Chinese mainland stock market posted a stellar rally on Tuesday, with the flagship Shanghai Composite Index finishing up 2.4 percent at 3,581.34 points. The gain was spurred by record net inflows into the A-share market via northbound trading linkups between the mainland and Hong Kong bourses as the Chinese yuan gained strength.
The Shanghai index, the Shenzhen Component Index and the tech-heavy ChiNext index all closed at roughly their intra-day highs, while the daily trading volume topped 1 trillion yuan ($156.2 billion), the highest in nearly three months.
Rallies like this have been rare over the past two months. The difference this time was a record daily net inflow of 21.72 billion yuan into the market via the northbound trading channel.
The amount shattered the previous record set on November 26, 2019 of 21.43 billion yuan when the Shanghai benchmark edged up 0.03 percent.
Shanghai-listed Kweichow Moutai, the world’s most valuable distiller, sat atop the net inflow rankings with 2.47 billion yuan in net purchases of its shares on Tuesday.
The new record, an enormous rise from the previous day’s 1.89 billion yuan in net inflows, was linked to a stronger yuan, which attracted foreign investors to yuan-denominated A shares as a buffer against other currencies’ weakness, analysts said.

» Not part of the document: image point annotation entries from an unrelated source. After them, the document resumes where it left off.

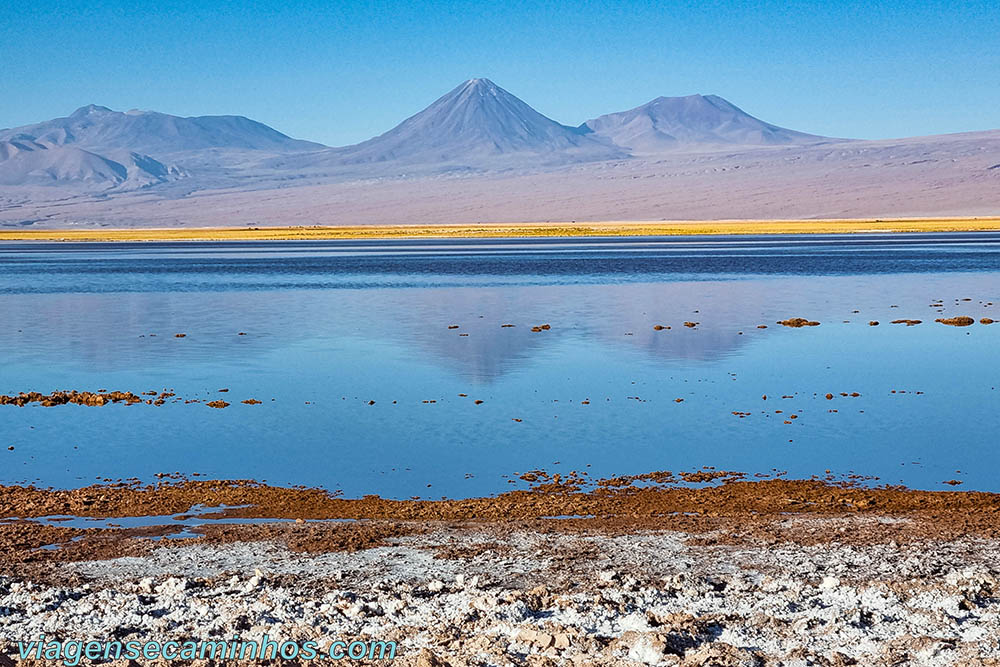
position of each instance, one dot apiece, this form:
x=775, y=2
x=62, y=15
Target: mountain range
x=478, y=153
x=477, y=126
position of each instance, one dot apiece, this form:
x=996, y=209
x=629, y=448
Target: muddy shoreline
x=641, y=570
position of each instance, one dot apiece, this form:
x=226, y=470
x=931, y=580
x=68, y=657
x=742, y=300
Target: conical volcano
x=478, y=123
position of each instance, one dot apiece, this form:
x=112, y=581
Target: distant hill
x=477, y=124
x=98, y=129
x=669, y=123
x=31, y=163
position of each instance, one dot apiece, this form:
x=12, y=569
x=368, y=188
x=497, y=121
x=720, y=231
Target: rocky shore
x=630, y=572
x=485, y=595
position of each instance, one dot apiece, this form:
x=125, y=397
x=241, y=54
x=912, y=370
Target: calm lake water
x=332, y=326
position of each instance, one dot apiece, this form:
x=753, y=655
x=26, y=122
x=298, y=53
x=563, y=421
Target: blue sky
x=341, y=72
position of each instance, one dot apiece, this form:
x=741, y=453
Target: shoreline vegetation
x=511, y=230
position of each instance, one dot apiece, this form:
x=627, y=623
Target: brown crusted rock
x=428, y=659
x=796, y=322
x=960, y=321
x=720, y=654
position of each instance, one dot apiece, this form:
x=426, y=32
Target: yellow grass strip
x=510, y=230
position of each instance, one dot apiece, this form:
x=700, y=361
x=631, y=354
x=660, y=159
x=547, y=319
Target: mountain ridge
x=668, y=123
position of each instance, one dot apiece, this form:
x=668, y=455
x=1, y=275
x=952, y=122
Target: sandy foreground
x=509, y=230
x=626, y=572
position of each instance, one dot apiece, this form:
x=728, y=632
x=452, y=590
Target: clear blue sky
x=340, y=72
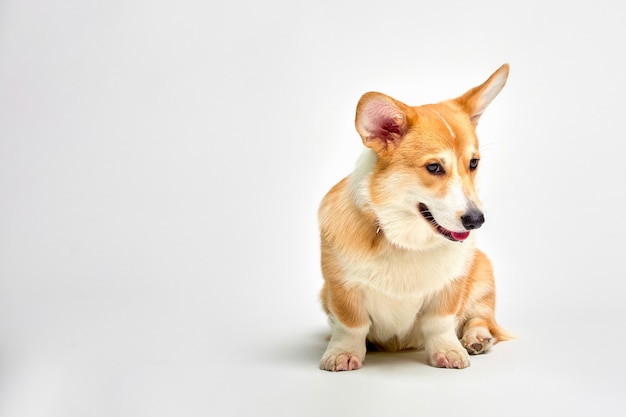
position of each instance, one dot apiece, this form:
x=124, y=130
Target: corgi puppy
x=398, y=255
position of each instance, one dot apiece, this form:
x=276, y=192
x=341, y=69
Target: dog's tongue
x=460, y=235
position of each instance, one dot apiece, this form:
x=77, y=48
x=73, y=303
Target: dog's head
x=420, y=171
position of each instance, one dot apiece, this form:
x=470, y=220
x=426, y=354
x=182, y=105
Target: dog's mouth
x=449, y=234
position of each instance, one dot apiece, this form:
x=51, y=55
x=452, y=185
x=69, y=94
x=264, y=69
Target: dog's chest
x=398, y=273
x=397, y=283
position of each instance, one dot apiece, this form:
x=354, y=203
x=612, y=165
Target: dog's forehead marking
x=445, y=122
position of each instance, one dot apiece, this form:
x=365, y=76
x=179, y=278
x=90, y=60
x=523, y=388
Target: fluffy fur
x=401, y=268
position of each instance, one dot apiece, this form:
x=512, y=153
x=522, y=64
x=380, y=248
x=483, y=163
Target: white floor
x=160, y=169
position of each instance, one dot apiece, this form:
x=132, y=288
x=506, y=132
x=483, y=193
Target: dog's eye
x=435, y=169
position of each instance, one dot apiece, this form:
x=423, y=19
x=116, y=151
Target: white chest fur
x=397, y=282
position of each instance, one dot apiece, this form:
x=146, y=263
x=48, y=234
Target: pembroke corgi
x=398, y=255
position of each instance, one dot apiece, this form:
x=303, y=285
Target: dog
x=398, y=254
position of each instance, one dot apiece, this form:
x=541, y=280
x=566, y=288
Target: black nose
x=473, y=219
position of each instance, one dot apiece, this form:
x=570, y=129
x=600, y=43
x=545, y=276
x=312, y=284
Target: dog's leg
x=350, y=325
x=346, y=349
x=479, y=330
x=441, y=343
x=476, y=336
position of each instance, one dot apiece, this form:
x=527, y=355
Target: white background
x=161, y=163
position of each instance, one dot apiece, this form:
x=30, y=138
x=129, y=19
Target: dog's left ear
x=476, y=100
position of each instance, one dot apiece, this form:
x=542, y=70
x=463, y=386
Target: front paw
x=340, y=361
x=451, y=358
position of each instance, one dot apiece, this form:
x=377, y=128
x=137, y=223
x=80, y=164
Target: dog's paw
x=477, y=340
x=453, y=358
x=340, y=361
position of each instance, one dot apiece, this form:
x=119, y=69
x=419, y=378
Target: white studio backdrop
x=161, y=164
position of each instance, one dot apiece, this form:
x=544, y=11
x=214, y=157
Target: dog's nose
x=473, y=219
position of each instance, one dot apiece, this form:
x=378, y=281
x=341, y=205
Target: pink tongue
x=460, y=235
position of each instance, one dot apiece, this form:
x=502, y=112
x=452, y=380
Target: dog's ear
x=381, y=121
x=476, y=100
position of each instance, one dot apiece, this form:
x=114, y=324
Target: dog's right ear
x=381, y=121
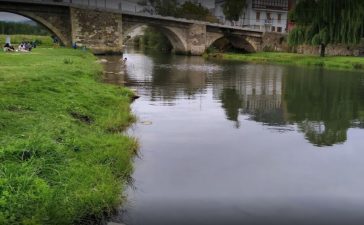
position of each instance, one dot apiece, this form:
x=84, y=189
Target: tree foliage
x=233, y=9
x=321, y=22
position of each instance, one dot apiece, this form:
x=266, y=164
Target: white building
x=266, y=15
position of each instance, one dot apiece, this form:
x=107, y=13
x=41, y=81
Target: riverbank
x=62, y=157
x=43, y=41
x=331, y=62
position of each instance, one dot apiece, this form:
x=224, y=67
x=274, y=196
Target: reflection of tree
x=324, y=103
x=231, y=102
x=255, y=91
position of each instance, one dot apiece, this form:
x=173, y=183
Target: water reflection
x=235, y=143
x=323, y=104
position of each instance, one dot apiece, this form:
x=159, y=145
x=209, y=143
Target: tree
x=233, y=9
x=323, y=22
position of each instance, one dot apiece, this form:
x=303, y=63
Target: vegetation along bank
x=63, y=159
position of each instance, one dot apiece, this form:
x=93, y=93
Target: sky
x=11, y=17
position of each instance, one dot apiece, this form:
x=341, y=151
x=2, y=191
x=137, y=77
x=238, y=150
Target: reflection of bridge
x=101, y=29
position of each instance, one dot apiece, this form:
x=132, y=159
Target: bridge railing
x=124, y=6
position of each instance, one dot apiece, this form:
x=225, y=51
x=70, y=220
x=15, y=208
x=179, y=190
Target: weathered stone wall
x=99, y=31
x=197, y=39
x=55, y=19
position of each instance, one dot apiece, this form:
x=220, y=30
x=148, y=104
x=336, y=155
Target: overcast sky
x=11, y=17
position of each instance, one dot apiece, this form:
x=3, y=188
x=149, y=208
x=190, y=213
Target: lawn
x=334, y=62
x=44, y=41
x=63, y=158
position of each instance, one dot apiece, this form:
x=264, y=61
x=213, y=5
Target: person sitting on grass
x=8, y=48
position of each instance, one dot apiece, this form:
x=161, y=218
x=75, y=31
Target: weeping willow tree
x=323, y=22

The yuan’s daily fixing was set at 6.4283 against the US dollar on Tuesday, strengthening from Monday’s 6.4408, official data showed. The offshore yuan rose above the 6.4 mark intraday on Tuesday, the highest since June 2018.
Excessive attention shouldn’t be attracted to the net inflow readings, which don’t give a full picture of the market’s dynamics, said Dong Shaopeng, a senior research fellow at the Chongyang Institute for Financial Studies of Renmin University of China. Rather, it makes more sense to analyze the breakdown of Tuesday’s rally.
Financial shares, notably brokerages, led Tuesday’s rise, indicating expectations of rising earnings at securities firms, Dong told the Global Times on Tuesday.
A registration-based IPO system will boost brokerages’ business, and a growing trend of mergers and acquisitions amid the economy’s rebalancing will serve as a shot in the arm of brokerages that facilitate company reorganizations.
But Dong warned that A shares won’t rise in a straight line, with the Shanghai index possibly fluctuating between 3,500 points and 3,700 points for quite a long time.
“Over the next year or two, there’s a chance of the benchmark index hitting the 4,000-point mark – assuming the absence of such non-economic factors as geopolitical uncertainty,” said Dong, who is also an expert advisor for the China Securities Regulatory Commission.
US stocks are overbought and the US market is on the cusp of a correction, although the exact timing is uncertain. A shares may inevitably be affected, but the pain won’t be severe, he said.